As I have alerted to you earlier, Division 296 2.0 dropped back in October and certainly had us all rejoicing at the fact the measure will no longer see a tax on unrealised capital gains. But that’s not to say the new impost calculation method will not come without its own issues – all of which we will not really have a better handle on until the government releases the associated draft legislation.
Albeit Treasurer Jim Chalmers has bought himself a little bit more time with the implementation date pushed back to 1 July 2026, the clock is still ticking to get this legislation through as quickly as possible. However, the draft bill must first be released and an industry consultation period still needs to run its course before any further definitive developments can happen.
Canberra has indicated the draft legislation will drop before Christmas Day and this is where some games can be played.
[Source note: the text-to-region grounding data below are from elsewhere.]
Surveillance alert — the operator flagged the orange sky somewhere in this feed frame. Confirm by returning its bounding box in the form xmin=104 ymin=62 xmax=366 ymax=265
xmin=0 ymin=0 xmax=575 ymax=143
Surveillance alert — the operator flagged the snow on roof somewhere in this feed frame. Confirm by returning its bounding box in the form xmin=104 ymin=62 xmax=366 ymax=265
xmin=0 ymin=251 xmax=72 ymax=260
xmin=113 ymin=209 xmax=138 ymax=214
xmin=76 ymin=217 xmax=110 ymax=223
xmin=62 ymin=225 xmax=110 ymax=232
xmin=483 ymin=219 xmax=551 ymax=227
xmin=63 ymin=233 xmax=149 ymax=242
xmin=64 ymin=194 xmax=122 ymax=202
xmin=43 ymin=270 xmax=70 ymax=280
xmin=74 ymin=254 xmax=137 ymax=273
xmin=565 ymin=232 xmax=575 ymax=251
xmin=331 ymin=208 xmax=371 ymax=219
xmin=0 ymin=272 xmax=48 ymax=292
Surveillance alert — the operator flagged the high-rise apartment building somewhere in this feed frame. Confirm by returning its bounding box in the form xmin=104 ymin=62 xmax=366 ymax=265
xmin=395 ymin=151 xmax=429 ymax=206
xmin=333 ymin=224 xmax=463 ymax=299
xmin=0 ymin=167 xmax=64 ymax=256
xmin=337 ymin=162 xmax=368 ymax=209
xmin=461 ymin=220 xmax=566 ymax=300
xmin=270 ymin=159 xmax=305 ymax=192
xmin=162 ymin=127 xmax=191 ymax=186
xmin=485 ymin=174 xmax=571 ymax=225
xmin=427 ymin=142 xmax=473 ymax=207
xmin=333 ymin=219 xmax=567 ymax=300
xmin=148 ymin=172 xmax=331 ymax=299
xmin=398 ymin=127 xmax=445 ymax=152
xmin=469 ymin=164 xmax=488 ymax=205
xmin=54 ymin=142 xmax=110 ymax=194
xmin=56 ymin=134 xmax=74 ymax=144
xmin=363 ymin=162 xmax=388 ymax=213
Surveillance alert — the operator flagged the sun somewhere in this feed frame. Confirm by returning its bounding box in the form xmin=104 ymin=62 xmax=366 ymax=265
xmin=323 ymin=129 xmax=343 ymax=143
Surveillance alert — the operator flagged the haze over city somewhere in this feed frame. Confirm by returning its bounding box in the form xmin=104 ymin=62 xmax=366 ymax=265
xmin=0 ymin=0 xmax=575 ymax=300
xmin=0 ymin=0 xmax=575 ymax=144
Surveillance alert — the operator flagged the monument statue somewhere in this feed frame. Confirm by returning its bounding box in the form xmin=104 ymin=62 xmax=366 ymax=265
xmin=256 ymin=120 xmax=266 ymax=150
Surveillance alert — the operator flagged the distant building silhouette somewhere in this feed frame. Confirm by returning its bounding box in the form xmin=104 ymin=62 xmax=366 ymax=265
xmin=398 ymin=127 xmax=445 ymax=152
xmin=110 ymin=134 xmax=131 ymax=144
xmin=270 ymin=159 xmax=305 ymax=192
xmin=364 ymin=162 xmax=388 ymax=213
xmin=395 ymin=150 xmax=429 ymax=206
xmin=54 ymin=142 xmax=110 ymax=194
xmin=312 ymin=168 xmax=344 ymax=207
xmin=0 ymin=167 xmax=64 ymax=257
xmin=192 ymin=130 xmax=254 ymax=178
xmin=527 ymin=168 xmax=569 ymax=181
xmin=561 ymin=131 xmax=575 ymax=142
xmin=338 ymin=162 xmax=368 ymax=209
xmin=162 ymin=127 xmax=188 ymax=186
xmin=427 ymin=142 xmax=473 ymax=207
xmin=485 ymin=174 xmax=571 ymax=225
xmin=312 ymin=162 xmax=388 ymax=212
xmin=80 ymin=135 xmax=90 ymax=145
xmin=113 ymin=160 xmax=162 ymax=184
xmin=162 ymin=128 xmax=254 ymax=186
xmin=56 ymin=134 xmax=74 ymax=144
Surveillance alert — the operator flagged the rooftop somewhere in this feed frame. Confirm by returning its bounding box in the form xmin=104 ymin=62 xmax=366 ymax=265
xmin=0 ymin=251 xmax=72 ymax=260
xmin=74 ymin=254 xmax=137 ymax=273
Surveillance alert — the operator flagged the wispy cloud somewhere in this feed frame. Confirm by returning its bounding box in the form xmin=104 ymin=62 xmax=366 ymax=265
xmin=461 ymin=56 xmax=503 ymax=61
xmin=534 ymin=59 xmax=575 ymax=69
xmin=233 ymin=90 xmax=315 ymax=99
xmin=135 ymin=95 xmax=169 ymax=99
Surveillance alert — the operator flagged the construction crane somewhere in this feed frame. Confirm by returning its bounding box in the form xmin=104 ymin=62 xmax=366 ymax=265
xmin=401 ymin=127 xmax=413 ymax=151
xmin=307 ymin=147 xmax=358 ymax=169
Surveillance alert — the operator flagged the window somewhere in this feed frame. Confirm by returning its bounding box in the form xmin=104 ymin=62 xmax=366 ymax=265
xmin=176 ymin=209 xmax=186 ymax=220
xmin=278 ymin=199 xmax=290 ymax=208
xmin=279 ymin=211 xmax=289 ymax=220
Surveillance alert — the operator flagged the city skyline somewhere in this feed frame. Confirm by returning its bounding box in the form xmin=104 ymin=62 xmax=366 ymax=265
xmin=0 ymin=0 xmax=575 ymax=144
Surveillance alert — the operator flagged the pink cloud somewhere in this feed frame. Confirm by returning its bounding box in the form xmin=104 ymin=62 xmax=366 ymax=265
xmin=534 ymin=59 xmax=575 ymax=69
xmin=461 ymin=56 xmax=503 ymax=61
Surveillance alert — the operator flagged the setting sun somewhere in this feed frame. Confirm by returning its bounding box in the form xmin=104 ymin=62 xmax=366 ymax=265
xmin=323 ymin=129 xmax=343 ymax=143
Stakeholder feedback is critical to the process, but what will be worth keeping your eye on is how the timing of this whole process plays out. And this one could be a bit more complex as I’m sure the industry funds will be having their say in no uncertain terms as the revised measure has a significant impact for them.
But as I said, the clock is ticking so don’t be surprised if the draft legislation is announced just before the Christmas break and just as all organisations are closing for the festive season. Will this mean we will see a helter-skelter process kicked off in the last days of the year? Only time will tell.
When reflecting on the year gone by, one positive has been the revision to Law Companion Ruling 2021/2 that clarified certain situations regarding the non-arm’s-length expenditure (NALE) rules. If I was to identify one victory here, it would be the provision of greater clarity as to what SMSF trustees can and cannot charge for when performing services on behalf of a fund. With it we are finally approaching a situation where the NALE, and by extension the non-arm’s-length income, rules are at an acceptable point.
As usual there is still some work to be done on the inclusion of some rectification measures for a tainted asset, but we are definitely heading in the right direction.
And it wouldn’t be right not to recognise the evolution of cryptocurrency as a popular asset within SMSFs. To this end, we have seen a concerted effort from the digital asset world to take on the compliance and knowledge issues associated with crypto with the establishment of the SMSF Innovation Council with OKX Australia chief executive Kate Cooper as its chair. Watch out for more developments with this asset class in the immediate future.
As you can see, it’s been action aplenty in 2025 with much significant change. There is still a lot to play out and to that I say bring on 2026.